- Toula Location within Lebanon
- Coordinates: 34°11′59.7″N 35°43′29.8″E﻿ / ﻿34.199917°N 35.724944°E
- Country: Lebanon
- Governorate: North Lebanon
- District: Batroun
- Highest elevation: 760 m (2,490 ft)
- Lowest elevation: 460 m (1,510 ft)

Population (2007)
- • Total: 650
- Time zone: UTC+2 (EET)
- • Summer (DST): UTC+3 (EEST)
- Dialing code: +961

= Toula, Batroun =

Village in Batroun District, Lebanon

Toula (تولا) is a village in Batroun District, North Governorate, Lebanon, 15 km far from Batroun. Situated at an altitude ranging from 460 meters above sea level at its lowest point, to 760 metres. It is known for its olive oil and figs. The residents are Christians. Its St-Doméce's (Mar Doumit) parish church dates back to 1270, it was restored in 1921 and has beautiful stone vaults inside.

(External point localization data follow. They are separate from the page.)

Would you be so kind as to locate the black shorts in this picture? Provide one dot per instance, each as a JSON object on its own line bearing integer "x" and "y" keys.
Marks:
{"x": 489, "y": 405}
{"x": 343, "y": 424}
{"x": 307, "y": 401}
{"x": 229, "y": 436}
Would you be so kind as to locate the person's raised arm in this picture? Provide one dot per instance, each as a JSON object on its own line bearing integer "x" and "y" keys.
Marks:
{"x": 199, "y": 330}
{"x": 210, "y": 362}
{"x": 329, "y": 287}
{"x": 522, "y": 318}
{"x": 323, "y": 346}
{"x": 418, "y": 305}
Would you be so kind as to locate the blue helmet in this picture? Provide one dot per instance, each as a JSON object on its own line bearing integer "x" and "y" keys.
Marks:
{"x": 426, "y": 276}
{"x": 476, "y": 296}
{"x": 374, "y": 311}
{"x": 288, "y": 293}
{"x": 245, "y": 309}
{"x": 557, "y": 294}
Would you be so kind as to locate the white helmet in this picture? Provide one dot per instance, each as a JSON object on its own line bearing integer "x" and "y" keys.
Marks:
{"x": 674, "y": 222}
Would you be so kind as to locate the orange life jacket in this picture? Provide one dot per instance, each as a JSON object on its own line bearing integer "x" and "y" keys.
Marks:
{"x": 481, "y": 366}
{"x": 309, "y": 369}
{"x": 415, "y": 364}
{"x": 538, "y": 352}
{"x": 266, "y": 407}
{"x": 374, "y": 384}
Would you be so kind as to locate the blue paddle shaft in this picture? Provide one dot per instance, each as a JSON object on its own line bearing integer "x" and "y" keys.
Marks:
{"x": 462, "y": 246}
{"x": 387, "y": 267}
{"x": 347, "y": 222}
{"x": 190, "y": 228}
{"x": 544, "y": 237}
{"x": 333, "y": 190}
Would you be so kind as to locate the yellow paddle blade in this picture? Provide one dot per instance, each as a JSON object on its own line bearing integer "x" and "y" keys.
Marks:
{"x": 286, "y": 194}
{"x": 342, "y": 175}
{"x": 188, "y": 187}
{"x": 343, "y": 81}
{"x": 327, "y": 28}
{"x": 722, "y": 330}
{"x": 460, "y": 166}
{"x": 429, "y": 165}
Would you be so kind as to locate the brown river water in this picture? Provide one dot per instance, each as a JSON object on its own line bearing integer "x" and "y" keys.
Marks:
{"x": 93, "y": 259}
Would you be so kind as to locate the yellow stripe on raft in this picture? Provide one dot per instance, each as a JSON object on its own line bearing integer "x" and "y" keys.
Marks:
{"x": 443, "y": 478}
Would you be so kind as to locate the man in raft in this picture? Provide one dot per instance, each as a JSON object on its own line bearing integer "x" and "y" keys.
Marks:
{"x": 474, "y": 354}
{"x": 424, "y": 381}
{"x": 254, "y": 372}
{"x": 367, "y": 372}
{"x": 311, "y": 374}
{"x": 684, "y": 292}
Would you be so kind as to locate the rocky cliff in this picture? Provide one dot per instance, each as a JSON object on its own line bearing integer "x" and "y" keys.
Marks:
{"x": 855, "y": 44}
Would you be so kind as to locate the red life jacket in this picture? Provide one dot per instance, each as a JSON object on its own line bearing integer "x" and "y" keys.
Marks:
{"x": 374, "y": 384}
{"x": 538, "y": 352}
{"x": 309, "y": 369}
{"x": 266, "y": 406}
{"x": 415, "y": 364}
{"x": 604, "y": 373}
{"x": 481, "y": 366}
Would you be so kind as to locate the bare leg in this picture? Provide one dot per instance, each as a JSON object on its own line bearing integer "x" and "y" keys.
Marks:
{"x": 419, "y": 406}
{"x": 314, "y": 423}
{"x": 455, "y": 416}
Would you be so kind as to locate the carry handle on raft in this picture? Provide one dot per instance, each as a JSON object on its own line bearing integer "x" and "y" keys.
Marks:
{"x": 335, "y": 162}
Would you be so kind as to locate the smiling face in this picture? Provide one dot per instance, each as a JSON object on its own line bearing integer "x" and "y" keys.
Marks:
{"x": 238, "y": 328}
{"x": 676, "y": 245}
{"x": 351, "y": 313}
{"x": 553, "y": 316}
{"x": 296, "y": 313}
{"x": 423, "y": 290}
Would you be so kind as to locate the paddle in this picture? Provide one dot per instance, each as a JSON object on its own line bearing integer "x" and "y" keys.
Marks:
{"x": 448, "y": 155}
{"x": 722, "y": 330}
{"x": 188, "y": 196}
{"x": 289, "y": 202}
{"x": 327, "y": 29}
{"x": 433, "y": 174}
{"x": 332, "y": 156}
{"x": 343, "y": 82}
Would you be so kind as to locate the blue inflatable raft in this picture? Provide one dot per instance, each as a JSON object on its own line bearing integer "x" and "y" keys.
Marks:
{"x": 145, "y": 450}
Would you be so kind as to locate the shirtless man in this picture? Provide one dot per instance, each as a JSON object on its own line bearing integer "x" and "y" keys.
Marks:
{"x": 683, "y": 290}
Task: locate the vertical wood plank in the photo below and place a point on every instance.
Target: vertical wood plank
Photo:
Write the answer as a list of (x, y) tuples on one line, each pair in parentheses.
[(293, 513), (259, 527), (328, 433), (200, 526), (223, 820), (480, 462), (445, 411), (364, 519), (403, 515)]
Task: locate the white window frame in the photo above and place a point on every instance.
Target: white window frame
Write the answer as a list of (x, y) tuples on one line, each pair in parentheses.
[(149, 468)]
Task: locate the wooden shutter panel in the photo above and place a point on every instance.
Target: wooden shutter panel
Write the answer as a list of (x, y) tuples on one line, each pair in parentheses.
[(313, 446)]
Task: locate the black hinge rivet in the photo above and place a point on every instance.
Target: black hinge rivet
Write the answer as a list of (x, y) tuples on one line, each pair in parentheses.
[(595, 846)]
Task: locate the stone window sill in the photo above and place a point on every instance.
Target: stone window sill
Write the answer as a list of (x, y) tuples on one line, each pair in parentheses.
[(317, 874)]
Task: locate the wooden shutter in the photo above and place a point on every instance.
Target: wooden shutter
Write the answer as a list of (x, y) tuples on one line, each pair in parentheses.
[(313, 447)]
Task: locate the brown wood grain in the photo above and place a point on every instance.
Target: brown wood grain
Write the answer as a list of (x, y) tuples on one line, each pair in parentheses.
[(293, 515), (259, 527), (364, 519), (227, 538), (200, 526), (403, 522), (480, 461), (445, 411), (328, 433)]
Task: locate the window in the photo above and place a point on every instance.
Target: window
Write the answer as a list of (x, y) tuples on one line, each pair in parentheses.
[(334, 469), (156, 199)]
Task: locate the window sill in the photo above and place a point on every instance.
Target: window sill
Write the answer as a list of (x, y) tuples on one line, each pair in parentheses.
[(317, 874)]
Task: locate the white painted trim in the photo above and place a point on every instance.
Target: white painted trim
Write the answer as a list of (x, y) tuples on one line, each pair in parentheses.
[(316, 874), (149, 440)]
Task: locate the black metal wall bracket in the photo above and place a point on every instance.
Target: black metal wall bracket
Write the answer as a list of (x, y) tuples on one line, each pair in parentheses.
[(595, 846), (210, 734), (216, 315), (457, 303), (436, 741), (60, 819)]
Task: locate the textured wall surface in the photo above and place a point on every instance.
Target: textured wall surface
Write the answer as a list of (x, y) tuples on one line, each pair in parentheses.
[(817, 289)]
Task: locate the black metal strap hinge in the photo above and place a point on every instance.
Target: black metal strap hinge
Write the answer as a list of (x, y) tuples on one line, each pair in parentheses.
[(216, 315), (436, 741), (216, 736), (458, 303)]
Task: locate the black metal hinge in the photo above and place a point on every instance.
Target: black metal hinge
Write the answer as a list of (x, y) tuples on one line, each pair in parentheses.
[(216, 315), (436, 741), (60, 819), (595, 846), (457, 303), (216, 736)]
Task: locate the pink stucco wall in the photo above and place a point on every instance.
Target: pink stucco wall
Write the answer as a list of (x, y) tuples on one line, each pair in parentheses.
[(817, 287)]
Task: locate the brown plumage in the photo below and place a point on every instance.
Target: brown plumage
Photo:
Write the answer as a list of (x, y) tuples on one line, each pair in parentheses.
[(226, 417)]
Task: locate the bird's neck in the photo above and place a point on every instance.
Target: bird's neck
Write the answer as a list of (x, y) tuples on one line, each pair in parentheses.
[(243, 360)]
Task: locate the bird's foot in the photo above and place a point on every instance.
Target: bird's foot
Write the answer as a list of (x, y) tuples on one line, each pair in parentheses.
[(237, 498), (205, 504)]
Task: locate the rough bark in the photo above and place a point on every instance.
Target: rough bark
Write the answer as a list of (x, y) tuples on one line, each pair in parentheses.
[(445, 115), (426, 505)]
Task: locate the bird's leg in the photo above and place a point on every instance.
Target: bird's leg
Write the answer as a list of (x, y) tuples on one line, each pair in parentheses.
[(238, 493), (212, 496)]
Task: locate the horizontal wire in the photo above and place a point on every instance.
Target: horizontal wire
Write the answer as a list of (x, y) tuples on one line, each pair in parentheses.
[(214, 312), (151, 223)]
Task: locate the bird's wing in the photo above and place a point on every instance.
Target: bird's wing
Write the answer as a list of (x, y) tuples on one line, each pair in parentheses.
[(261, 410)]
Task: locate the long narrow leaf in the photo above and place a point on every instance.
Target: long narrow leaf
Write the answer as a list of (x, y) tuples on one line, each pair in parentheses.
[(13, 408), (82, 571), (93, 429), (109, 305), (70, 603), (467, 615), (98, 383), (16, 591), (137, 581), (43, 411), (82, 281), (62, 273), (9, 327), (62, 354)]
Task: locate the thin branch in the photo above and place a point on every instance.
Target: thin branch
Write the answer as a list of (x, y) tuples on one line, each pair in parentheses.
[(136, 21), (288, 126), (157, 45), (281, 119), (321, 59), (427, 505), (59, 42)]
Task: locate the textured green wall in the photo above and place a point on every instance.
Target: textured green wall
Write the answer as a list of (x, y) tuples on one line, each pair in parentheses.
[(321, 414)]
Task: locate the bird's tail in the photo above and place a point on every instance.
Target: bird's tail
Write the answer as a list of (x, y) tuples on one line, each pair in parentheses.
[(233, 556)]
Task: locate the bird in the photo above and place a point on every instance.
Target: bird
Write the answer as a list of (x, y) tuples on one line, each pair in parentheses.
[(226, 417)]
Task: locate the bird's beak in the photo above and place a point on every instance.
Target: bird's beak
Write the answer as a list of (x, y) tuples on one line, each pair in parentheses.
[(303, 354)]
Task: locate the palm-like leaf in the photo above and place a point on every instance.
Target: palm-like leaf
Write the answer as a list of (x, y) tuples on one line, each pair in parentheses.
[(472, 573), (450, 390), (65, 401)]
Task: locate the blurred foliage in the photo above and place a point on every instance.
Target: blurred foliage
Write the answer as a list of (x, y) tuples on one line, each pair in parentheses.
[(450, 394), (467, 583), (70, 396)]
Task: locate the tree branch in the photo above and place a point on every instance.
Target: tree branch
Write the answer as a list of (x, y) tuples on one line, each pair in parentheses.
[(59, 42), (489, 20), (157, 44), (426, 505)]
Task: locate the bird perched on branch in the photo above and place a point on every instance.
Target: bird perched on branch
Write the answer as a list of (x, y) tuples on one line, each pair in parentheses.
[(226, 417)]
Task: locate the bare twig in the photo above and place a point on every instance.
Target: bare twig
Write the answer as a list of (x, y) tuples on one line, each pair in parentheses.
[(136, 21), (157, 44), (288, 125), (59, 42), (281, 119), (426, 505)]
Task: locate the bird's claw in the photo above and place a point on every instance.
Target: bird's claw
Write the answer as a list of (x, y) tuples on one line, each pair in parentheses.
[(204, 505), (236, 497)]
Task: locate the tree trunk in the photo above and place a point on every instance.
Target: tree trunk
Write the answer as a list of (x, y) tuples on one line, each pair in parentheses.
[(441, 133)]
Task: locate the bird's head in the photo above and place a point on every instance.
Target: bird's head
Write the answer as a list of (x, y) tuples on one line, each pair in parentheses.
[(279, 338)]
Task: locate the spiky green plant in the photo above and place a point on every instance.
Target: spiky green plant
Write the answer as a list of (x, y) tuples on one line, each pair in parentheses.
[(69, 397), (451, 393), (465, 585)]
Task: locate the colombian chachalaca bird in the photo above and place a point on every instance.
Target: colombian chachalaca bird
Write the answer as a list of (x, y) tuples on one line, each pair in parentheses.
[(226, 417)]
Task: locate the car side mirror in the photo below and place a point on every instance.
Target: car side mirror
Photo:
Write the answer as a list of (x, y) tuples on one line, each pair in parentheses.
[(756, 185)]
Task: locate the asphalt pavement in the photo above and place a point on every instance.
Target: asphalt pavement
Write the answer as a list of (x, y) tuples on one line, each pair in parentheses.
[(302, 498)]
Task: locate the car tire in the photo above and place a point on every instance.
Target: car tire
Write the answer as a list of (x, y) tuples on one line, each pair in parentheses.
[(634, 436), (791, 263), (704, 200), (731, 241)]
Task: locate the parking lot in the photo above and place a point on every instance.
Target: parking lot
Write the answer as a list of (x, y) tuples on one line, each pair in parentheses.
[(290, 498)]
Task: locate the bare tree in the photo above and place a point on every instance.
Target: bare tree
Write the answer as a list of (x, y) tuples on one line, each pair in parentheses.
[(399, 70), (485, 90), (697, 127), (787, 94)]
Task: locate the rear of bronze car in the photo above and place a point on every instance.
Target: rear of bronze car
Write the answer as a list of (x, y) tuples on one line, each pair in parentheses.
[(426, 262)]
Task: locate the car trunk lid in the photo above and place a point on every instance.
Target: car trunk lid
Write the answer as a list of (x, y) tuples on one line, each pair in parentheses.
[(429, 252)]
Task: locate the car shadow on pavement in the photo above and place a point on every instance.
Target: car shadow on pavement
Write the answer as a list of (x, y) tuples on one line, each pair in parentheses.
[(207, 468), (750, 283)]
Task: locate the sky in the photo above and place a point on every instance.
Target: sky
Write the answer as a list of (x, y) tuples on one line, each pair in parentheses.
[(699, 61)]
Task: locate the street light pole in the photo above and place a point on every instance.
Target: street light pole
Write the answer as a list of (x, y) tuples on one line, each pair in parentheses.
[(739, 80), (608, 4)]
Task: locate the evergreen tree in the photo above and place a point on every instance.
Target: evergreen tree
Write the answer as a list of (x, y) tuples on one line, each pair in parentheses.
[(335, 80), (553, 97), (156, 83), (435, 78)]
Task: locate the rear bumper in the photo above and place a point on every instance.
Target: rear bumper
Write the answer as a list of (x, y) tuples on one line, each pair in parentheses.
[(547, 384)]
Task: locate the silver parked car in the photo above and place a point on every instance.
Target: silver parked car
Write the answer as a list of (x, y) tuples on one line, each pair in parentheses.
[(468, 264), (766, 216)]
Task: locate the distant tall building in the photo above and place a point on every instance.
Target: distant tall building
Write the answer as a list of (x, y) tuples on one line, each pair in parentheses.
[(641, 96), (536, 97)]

There are also the Slayyeb church and Mar Aabda's church.

== Geography ==
- Elevation: 650 m
- Distance from Beirut: 61 km
- Distance from Tripoli: 43 km
- Distance from Batroun: 15 km

== Demographics ==
In 2014 Christians made up 100% of registered voters in Toula. 90.69% of the voters were Maronite Catholics.